And there is plenty to explore. The Broad’s collection has been seen in fragments through the couple’s 31-year-old Broad Art Foundation, which has facilitated 8,000 loans to 500 museums and galleries across the world, but never this comprehensively. The collection includes 125 photographs by Cindy Sherman (the largest single collection of her work), 34 works by Roy Lichenstein, and 19 pieces by Cy Twombly (a popular third-floor exhibition on press day). Other highlights included Robert Therrien’s over 10-foot-tall Under the Table installation; Yayoi Kusama’s Infinity Mirrored Room—The Souls of Millions of Light Years Away, a small chamber of multicolored LED lights, mirrors, and water that each person experiences individually for 35 seconds; and a nine-screen video installation, The Visitors, by Icelandic artist Ragnar Kjartansson, who filmed nine different performers in one house in upstate New York simultaneously in one take.

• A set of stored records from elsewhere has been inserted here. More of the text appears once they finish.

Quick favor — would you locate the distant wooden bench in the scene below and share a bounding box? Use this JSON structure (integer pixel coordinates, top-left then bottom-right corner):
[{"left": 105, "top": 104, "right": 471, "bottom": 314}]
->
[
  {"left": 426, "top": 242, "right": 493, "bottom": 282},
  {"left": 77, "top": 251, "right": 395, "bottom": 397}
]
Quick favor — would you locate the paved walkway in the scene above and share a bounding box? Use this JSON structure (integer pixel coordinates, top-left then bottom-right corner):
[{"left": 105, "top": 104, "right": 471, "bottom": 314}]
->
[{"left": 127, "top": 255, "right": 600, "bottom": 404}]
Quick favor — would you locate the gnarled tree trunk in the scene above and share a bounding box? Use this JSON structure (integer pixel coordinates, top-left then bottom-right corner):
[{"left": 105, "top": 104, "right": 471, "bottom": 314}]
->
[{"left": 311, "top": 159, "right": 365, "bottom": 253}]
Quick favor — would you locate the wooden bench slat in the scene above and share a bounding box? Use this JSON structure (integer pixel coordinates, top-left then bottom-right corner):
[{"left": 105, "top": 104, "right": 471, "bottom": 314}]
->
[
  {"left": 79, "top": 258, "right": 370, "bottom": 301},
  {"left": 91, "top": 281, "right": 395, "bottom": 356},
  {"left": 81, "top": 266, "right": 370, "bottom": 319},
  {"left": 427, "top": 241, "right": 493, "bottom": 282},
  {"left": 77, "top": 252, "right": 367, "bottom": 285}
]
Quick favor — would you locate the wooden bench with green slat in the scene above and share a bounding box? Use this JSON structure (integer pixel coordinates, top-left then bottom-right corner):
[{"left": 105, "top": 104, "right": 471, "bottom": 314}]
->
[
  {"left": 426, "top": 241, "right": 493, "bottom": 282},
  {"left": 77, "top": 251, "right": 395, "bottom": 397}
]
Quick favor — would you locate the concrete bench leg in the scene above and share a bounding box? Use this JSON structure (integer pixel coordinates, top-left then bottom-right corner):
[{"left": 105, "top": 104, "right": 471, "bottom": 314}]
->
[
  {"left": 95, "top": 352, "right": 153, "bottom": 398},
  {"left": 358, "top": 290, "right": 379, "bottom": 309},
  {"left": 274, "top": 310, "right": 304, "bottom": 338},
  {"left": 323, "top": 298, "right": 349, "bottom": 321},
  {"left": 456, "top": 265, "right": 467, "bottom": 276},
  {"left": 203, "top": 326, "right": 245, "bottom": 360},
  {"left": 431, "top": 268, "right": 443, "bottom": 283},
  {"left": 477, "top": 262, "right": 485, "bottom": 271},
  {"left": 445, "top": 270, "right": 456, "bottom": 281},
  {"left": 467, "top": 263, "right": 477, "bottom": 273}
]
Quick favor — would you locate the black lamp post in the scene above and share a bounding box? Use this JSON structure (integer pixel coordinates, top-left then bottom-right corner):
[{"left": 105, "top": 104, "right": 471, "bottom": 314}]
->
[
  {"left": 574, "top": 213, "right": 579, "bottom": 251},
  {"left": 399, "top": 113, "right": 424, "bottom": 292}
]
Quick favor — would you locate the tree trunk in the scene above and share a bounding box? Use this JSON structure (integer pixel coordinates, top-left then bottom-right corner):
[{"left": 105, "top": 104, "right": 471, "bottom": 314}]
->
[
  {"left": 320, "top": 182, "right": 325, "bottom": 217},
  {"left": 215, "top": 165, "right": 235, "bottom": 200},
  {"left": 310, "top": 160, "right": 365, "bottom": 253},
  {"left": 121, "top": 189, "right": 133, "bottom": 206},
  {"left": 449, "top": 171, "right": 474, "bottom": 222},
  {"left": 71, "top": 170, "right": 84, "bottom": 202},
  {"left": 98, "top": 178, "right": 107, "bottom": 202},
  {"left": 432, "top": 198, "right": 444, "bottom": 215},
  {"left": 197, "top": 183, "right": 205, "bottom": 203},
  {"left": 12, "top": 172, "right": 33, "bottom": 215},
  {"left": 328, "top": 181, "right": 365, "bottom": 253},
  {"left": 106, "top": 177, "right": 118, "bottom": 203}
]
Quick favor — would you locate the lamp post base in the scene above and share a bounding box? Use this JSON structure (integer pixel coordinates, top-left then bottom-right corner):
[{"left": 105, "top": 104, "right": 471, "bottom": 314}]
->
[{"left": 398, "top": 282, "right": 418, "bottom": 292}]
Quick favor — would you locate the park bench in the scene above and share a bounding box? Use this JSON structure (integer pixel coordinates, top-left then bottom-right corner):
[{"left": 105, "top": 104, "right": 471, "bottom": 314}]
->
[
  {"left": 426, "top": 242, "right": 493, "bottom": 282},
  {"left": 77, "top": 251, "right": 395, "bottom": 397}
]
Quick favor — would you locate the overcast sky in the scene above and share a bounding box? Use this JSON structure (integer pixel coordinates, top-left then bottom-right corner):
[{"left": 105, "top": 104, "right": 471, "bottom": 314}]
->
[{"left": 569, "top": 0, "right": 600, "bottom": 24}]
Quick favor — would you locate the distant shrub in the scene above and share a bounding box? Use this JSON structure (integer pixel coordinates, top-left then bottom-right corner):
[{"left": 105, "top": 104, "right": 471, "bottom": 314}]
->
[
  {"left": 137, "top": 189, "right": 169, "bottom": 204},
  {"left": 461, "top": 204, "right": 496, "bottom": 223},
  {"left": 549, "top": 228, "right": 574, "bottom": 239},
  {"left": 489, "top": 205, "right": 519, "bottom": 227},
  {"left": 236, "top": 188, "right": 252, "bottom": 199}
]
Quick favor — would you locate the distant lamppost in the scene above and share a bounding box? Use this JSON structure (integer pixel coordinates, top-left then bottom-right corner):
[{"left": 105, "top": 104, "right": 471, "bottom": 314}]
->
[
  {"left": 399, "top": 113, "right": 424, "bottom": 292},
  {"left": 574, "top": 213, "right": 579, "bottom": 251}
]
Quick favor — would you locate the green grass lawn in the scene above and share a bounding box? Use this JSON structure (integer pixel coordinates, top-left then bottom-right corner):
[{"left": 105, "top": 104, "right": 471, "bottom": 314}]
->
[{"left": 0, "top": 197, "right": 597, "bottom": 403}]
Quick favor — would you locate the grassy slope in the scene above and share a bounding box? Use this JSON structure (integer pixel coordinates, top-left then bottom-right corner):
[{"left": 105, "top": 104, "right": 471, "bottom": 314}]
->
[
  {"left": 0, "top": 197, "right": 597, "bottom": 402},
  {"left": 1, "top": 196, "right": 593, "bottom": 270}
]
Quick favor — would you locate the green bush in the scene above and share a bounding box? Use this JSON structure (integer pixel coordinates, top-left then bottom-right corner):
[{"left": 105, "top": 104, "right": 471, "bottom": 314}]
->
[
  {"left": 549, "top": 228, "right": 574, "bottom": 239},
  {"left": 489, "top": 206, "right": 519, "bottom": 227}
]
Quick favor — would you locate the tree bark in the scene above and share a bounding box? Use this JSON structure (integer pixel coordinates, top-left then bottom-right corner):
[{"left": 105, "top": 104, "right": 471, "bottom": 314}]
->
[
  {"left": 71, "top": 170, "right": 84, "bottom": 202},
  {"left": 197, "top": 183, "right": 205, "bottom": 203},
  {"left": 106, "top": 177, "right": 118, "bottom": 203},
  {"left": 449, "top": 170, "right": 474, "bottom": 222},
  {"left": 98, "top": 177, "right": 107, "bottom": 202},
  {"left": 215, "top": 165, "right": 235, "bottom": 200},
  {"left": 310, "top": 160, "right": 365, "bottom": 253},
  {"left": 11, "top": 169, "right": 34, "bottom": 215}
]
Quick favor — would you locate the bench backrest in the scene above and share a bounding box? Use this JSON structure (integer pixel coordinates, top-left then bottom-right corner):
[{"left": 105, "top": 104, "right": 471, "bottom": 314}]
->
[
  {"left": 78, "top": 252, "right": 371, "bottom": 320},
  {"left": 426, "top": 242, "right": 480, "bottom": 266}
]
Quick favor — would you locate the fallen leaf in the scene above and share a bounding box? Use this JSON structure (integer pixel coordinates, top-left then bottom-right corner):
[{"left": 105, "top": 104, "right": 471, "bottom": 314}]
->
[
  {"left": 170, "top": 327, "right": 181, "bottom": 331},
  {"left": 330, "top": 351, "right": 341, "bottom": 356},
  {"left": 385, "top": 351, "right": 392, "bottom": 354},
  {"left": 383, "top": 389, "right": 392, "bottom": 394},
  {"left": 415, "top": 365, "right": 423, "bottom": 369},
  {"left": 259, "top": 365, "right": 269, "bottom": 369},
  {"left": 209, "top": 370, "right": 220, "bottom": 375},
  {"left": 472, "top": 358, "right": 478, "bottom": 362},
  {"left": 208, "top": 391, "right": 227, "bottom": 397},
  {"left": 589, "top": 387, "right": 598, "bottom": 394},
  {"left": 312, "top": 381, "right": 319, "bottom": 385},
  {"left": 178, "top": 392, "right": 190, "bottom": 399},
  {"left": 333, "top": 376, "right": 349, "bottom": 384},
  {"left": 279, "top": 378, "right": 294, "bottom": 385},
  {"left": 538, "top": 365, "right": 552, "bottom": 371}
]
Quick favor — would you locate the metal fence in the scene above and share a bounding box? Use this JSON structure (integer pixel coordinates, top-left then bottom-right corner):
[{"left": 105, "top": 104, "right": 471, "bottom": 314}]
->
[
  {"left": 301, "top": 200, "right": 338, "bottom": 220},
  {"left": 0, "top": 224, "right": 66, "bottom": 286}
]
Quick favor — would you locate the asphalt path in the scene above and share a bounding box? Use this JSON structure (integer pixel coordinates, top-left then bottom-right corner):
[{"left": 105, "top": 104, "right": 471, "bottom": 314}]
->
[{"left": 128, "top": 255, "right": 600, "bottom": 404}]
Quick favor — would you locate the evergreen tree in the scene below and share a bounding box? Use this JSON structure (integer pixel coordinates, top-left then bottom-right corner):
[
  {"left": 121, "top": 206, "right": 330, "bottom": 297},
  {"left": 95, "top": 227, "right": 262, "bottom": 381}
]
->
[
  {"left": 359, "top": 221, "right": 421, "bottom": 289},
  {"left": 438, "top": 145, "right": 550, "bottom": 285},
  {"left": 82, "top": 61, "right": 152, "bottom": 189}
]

There is also more to come, such as works by Jordan Wolfson and Alex Israel. And the collection will continue to grow under the guidance of Joanne Heyler, the founding director of the Broad and the visionary curating the couple’s collection for the past two decades. In the past, the collection grew at a rate of one new piece of art a week, but “we are not going to continue at that pace,” explains Eli. “When you start you don’t have hardly anything, and then as it happened it averaged out that way.”